アストロズ今井達也が負傷離脱、獲得を見送ったカブス側からは「大惨事を回避した」と安堵の声
アストロズに所属する今井達也投手が13日(日本時間14日)、右腕の疲労を理由に15日間の負傷者リストに入ることが発表されました。今季からメジャーに挑戦している今井ですが、直近10日のマリナーズ戦では制球を乱してわずか一死しか奪えず3失点で降板。ヒューストンでの精密検査を経て、開幕からわずか3試合の登板で戦線を離脱するという苦い結末を迎えました。
この一報に複雑な、あるいは安堵の表情を見せているのがシカゴ・カブスです。昨オフ、ポスティングシステムを利用して移籍先を模索していた今井に対し、カブスは当初交渉を優位に進めていたとされています。しかし、最終的にアストロズが提示した3年総額5400万ドル(約84億7000万円)という大型契約や、選手側に有利なオプトアウト条項の付帯をカブス側がためらったことで、争奪戦から撤退した経緯がありました。

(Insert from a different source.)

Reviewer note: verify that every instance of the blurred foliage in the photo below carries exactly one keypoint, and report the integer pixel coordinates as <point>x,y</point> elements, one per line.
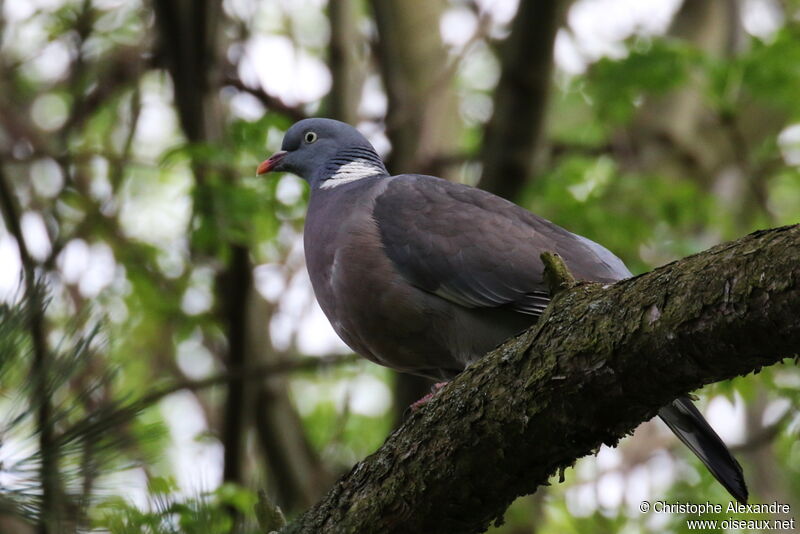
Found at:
<point>135,224</point>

カブスの専門メディア「カビーズクリブ」は、今回の事態を受けて「カブスは今井への投資を見送ったことで、結果的に大惨事を回避した」と報じています。同メディアは、今井のポテンシャルを高く評価しつつも、3試合の登板で露呈した制球力の欠如や与四球率の高さに言及。「彼はまだ完成された投手ではないという懸念があった。だからこそ、契約解除の権利を与えることに慎重になったのだ」と指摘し、争奪戦から一歩引いた球団の判断が正しかったことを強調しました。期待の右腕が直面した思わぬ試練は、移籍市場でのシビアな判断の妥当性を図らずも証明する形となっています。